CHAPEL HILL – We now have the official results of which areas were contaminated following the Family Fare BP gasoline leak earlier this month. The N.C. Department of Natural Resources said two of the four sites tested positive for traces gasoline and related substances.

Danny Smith, Regional Supervisor for the DENR Division of Water Resources, said his department tested the following sites: an unnamed tributary to Crow Branch near Critz Drive; Booker Creek at N. Lakeshore Drive; Eastwood Lake; and Booker Creek near Daley Drive.

“This was a way to sample the surface water to have an understanding and to demonstrate whether or not we had water violations from the spill,” Smith said.

They tested for amounts of gasoline and substances found in gasoline, such as ethanol and toulene. Smith said an unnamed tributary to Crow Branch near Critz Drive and Booker Creek at N. Lakeshore Drive registered levels of toulene that equated to a Stream Standard Violation.

“In Eastwood Lake, there was no detection, and in Booker Creek at Daely Road, there was no detection of toulene or gasoline that far down-stream,” Smith said.

Smith said when his agent was collecting the water samples, she only noted one dead fish.  Neighbors, though, have reported dead fish in Ellen Lake, Crow Branch Creek, and Booker Creek.

Bishop Construction Company was doing renovation work at the BP on August 1 and needed a pump to drain the rainwater from a footing hole connected to a pipe leading to a Town storm drain. The accumulation of rainwater caused the footing hole to cave in, resulting in falling concrete, which punctured one of the fiberglass tanks below sometime in between 2 and 5 a.m. on August 2.

The breached compartment held approximately 3,200 gallons of gasoline at the time of the incident, though the full amount was not leaked. Because the pump connected to the storm drain, gasoline flowed directly into Crow Branch Creek, a feeder of Booker Creek and Eastwood Lake.

In response to the spill, the Chapel Hill Fire Department worked in conjunction with the Chapel Hill Police Department, and Orange County Emergency Services to lay booms, pads, and constructed dams which Smith said prevented the leak from having far-reaching affects.

“This spill event should be pretty well under control and there is not gas or product to remove from the spill in the stream. I would offer that as far as acute issues with respect to the spill that they should be resolved or abated,” Smith said.

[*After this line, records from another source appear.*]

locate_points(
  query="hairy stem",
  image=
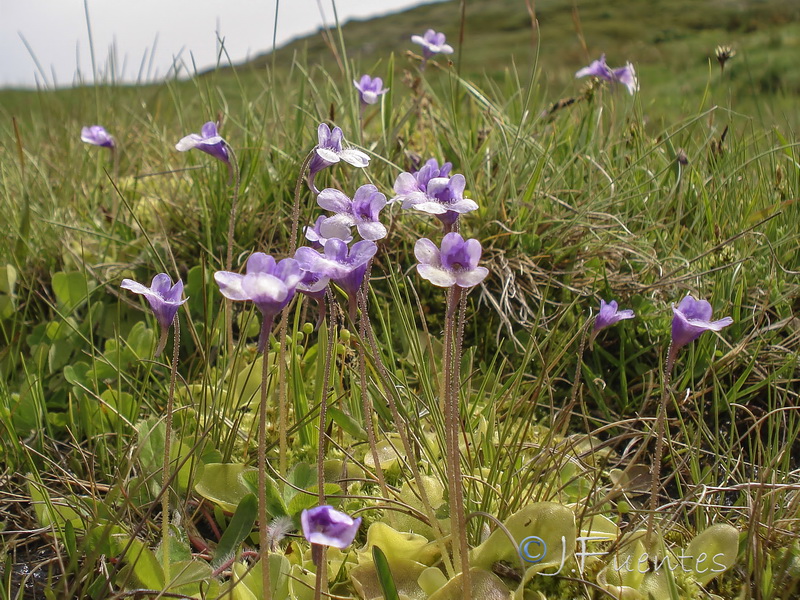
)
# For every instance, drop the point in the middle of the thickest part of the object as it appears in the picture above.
(452, 429)
(233, 167)
(173, 375)
(366, 404)
(323, 406)
(263, 524)
(660, 432)
(283, 445)
(460, 300)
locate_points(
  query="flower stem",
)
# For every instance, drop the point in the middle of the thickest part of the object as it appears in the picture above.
(165, 477)
(318, 553)
(233, 166)
(452, 429)
(366, 404)
(323, 406)
(660, 427)
(263, 531)
(401, 425)
(455, 385)
(283, 445)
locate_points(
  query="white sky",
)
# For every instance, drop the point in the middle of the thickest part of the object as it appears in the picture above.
(57, 34)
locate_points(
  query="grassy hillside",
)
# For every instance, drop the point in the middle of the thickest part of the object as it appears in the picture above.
(126, 473)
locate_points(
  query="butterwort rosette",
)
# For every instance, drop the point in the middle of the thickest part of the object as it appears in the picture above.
(455, 264)
(432, 42)
(97, 136)
(164, 298)
(362, 211)
(270, 285)
(208, 140)
(370, 89)
(330, 151)
(344, 266)
(326, 526)
(690, 319)
(609, 315)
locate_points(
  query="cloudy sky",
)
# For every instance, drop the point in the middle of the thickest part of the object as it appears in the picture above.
(149, 36)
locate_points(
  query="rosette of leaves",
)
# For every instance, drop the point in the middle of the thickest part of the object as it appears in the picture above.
(639, 572)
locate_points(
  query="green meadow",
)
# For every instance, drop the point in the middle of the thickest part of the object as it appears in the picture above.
(494, 444)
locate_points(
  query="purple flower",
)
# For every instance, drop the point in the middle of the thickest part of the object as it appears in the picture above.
(691, 318)
(314, 285)
(625, 75)
(362, 211)
(412, 186)
(432, 43)
(208, 140)
(369, 89)
(598, 69)
(345, 267)
(269, 285)
(98, 136)
(455, 264)
(443, 197)
(326, 526)
(314, 233)
(164, 299)
(329, 151)
(609, 315)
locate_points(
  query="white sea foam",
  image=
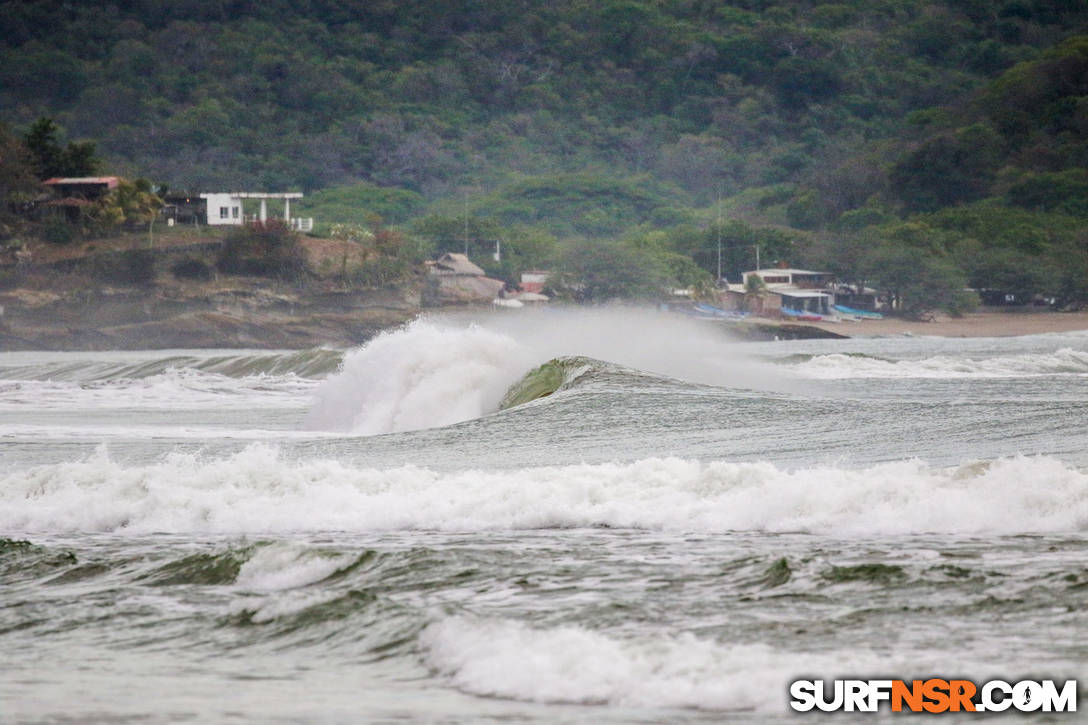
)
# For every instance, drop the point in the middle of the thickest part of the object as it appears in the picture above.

Smith said the active recovery process, or the clean-up and removal of the gasoline, is done.  It is his understanding that most of the under drain damns, pads and booms have been removed.

Thursday, the DENR sent a formal request to the BP station and Bishop Construction to have access to their records and information taken during the time of the leak.

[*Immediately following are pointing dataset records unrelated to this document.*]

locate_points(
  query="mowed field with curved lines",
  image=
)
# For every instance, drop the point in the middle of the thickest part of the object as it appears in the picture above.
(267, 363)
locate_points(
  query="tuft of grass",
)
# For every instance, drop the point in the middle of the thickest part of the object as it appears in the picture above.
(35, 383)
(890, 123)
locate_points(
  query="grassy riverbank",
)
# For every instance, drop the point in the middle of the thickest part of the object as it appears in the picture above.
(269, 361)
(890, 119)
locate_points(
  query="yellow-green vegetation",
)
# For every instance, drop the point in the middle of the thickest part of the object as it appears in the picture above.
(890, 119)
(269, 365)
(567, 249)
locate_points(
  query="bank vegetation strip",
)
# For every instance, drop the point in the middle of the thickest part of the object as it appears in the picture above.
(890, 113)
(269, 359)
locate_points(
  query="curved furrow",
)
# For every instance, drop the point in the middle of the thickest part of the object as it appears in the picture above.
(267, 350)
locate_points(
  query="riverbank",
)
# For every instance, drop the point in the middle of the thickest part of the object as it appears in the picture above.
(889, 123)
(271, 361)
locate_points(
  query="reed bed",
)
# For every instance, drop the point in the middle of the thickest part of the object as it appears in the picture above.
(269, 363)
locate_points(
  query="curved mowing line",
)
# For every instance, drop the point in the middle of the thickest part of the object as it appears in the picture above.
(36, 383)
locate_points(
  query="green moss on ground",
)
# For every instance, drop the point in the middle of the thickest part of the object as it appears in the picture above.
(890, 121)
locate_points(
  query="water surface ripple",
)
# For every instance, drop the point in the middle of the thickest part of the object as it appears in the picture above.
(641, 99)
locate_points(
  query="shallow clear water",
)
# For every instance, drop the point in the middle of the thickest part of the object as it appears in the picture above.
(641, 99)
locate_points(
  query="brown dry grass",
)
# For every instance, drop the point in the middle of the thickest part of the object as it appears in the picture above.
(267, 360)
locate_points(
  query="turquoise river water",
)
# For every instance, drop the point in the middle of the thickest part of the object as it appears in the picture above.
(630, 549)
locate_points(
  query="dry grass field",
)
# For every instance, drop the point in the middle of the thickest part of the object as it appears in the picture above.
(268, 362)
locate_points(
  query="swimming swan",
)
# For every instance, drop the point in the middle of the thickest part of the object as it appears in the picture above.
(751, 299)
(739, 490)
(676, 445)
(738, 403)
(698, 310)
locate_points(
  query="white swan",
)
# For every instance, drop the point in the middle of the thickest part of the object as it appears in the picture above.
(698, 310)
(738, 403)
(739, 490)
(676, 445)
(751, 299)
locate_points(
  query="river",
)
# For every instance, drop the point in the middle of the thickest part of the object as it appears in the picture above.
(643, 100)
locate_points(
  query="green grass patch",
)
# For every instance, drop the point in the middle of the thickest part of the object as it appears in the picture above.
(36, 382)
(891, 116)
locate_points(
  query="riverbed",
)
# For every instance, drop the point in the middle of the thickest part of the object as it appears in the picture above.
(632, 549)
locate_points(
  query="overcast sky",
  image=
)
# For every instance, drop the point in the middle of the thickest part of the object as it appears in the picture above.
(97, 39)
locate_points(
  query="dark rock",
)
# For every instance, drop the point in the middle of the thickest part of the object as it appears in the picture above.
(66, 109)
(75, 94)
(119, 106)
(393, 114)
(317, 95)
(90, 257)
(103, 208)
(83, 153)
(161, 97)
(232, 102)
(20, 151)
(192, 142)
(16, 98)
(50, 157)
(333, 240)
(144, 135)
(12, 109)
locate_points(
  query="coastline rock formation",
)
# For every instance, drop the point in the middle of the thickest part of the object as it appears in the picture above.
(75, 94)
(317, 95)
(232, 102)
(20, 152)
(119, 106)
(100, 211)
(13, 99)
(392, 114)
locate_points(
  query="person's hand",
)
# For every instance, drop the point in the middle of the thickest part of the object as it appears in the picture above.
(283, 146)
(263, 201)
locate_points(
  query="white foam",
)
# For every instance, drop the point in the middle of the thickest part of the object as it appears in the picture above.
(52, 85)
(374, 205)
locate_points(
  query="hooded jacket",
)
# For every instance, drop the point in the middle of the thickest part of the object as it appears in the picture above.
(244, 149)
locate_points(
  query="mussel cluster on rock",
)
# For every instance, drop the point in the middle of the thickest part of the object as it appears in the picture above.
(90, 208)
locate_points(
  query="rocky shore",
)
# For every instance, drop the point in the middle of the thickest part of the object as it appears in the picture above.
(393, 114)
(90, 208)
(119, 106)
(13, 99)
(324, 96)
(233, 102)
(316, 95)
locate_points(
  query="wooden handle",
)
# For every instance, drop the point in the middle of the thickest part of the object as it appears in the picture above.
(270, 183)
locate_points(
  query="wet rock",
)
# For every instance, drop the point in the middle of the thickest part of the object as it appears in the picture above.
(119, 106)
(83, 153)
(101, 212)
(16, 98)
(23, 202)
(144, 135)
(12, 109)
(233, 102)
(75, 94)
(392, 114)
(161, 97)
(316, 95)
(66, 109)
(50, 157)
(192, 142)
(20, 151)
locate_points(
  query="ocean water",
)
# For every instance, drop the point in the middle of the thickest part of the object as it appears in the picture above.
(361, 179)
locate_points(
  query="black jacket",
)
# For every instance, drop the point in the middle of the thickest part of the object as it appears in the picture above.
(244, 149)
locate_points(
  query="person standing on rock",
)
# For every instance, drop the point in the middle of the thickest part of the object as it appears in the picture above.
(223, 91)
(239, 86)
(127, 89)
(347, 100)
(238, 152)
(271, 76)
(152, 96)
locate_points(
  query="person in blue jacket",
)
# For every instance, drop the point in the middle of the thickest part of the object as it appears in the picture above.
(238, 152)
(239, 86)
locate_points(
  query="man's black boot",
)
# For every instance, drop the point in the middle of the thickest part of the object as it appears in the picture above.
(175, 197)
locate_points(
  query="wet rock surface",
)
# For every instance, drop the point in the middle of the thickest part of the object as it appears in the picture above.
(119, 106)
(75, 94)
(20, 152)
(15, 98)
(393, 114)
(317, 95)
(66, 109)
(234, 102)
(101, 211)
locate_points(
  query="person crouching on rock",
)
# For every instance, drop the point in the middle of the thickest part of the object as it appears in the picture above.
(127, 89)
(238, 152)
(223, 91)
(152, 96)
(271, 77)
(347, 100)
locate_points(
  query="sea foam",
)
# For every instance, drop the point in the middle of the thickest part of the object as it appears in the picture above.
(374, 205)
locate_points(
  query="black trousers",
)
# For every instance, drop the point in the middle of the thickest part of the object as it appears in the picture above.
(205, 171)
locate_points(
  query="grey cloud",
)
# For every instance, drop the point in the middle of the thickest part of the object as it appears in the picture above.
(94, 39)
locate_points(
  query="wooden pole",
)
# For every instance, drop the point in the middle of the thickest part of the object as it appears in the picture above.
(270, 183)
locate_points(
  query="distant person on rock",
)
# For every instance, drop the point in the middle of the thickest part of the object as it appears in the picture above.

“A part of what we want to do is get a response from them formally about how much product was in the tank and how much was released from the tank and their estimate of what was released from the stream,” Smith said.

Smith hopes to have an idea of how much gasoline was leaked from the tank by the end of next week.

“Their response will provide us information on making the determination of responsible parties.”

Smith said the DENR will decide if action is to be taken against the BP and Bishop Construction.